The experience does not come cheap. The Margraves require a minimum of three full days; most guest stay for four or five days. Both people have to want to escape to work on the relationship. The average cost, $2,500 for the couple.

In the last eight years they have had 2,300 people do the retreat. A typical week has 10 to 15 guests.

While it doesn't hurt to have a major motion picture reminding couples of the opportunities to get away, Debra Margrave said that unlike the movie premise, the couples who attend their retreat know exactly what to expect.

"From what I could tell in the preview those people had no idea what they were getting into," Debra Margrave said.

Couples Look to Retreats to Heal

For a more intense experience, couples can meet with Israel Helfand and his wife, Cathie Helfand, who run private one-on-one counseling with couples at their 1848 homestead in Vermont.

Most of their clients have had affairs and are trying to save their marriages. The bulk of their clients come from Texas, Florida and California.

"The way majority of them are in crisis. It's very rare -- and that's unfortunate -- that we get couples that have an OK marriage and are looking for ways to improve it," Israel Helfand said.

The Helfands said their rural setting helps with the process. There is no cell phone service or BlackBerry service, and most of the nearby bed and breakfasts that they suggest don't have televisions. (The Helfands said they are always amazed how many people can't fall asleep without their TV on.)

"When they come here, there's this instant decompression. You're coming to the end of a dirt road. It's very quintessential Vermont.

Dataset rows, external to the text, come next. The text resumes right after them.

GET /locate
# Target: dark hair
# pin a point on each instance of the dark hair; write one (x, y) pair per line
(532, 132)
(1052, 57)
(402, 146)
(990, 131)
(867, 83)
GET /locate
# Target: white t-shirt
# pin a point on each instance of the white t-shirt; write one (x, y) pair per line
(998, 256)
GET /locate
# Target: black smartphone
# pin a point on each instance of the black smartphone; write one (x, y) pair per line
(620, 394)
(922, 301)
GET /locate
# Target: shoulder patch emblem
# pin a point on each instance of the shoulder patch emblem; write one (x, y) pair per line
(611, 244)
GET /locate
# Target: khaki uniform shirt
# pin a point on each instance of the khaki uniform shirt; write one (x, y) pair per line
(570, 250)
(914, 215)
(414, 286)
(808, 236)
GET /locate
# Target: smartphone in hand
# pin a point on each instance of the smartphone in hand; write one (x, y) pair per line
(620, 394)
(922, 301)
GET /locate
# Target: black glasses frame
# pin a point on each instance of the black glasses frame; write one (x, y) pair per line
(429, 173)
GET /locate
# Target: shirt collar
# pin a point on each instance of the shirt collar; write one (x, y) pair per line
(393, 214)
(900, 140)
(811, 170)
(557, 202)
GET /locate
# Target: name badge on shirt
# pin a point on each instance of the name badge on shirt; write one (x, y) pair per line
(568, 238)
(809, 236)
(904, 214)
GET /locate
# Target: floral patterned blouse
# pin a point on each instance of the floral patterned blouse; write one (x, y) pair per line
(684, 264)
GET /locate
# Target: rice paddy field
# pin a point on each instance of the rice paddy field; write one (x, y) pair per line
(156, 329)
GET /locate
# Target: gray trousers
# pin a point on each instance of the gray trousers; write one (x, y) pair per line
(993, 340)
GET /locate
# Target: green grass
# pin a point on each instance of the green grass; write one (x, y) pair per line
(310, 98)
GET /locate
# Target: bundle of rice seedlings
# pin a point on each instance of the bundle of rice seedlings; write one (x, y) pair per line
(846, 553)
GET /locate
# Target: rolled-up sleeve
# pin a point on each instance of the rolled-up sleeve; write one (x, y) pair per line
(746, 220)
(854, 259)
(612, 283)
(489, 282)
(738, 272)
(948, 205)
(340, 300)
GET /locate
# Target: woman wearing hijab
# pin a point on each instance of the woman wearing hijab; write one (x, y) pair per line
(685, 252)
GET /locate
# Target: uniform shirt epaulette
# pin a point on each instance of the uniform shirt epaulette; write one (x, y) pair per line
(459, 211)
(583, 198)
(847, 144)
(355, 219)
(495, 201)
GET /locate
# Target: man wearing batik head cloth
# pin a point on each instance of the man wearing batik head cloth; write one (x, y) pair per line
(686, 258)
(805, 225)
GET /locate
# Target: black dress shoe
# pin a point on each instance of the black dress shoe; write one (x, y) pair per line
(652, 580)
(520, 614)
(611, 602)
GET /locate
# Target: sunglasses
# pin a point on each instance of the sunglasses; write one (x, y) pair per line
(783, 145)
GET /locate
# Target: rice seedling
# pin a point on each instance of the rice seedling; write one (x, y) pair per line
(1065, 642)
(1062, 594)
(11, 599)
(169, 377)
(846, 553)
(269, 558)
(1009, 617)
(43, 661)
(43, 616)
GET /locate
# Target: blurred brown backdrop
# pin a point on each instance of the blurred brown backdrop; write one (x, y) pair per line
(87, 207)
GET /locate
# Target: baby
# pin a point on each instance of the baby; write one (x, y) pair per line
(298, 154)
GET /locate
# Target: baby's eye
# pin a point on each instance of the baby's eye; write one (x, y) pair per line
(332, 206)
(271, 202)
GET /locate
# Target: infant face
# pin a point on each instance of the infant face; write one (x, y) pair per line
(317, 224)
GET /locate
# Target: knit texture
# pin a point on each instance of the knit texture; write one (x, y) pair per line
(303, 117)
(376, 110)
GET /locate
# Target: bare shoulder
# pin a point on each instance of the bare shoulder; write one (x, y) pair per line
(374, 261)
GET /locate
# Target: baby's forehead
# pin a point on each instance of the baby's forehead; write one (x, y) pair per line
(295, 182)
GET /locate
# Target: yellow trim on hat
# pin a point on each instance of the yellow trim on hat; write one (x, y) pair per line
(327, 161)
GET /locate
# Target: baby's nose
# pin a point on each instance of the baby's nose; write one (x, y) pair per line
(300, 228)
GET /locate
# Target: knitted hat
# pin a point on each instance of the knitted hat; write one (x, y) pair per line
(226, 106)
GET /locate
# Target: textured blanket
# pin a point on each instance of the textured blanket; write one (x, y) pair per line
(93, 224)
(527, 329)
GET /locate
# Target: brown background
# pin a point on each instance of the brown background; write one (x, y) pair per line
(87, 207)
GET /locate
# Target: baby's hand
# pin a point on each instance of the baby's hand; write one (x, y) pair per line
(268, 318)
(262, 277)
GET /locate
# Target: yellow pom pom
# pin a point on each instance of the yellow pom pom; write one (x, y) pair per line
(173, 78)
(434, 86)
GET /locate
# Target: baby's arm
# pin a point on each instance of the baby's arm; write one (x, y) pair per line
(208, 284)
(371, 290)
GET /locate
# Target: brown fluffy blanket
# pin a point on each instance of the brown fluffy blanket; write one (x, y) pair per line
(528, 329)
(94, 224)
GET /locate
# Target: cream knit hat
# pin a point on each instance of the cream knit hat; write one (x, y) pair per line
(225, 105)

We raise chickens, we have pullets, we sell eggs," Cathie Helfand said. "I think it's very important for couples to leave home, leave their e-mails, their children, their work, even the dishes in the sink and just focus on the two of them alone."

The first day is four hours of intense counseling, giving the couple the rest of the day alone. Day two is just three hours and the final day is just two hours.

"We want them to have some fun because that's important for most couples, and they don't typically do that in their everyday busy lives," Cathie Helfand said. "We want them to spend time talking to each other in a way that we've trained them to so they are practicing that skill and seeing where they get stuck."

Israel Helfand added that they work as sex therapists for many clients.

"They have related, appropriate homework assignments," he said.

So what do the Helfands think about the movie?

"It will turn more couples who are doing OK on to a retreat where a group would be useful to them because they can learn some kind of generic skills, have some fun with each other and have some laughs and cries," Israel Helfand said. "It will really serve that type of population: Couples that are OK, but just need something more."

Couples Work on Communication Skills

George Taylor and Debra Chamberlin Taylor also run couples retreats through their company Courage to Love. They used to offer adventures in Hawaii but have now moved it to a ranch in Northern California.

For George Taylor, the new movie looks interesting because it "addresses a key issue for couples which is: how do you keep love alive."

"They've gone to a training for an objective. They want to connect. They want to find a deeper relationship," Taylor said. "I think the movie in some ways will dramatize the longing that people for a long-term commitment. It will be played with, it will be laughed with, it will be spoofed but there will be some scenes I'm guessing where that fine, beautify note will be touched."

Taylor said that the focus of all of his programs is communication.

"Couples over time will develop bad communication habits. We don't have much skill," he said. "We've never been taught the skills in keeping love alive, in keeping a vitality, a connection alive. We all want to do that but haven't been taught how to do that."

The small programs typically have eight to 10 couples, run five to eight days and cost about $400 to $500 a day.

Each of them is set is a quiet, natural setting.

"We've learned that people love nature and that nature is very supportive of the whole curriculum process that we are taking people through," Taylor said. "Nature allows people to drop into the best parts of themselves, to be quiet and to connect with each other."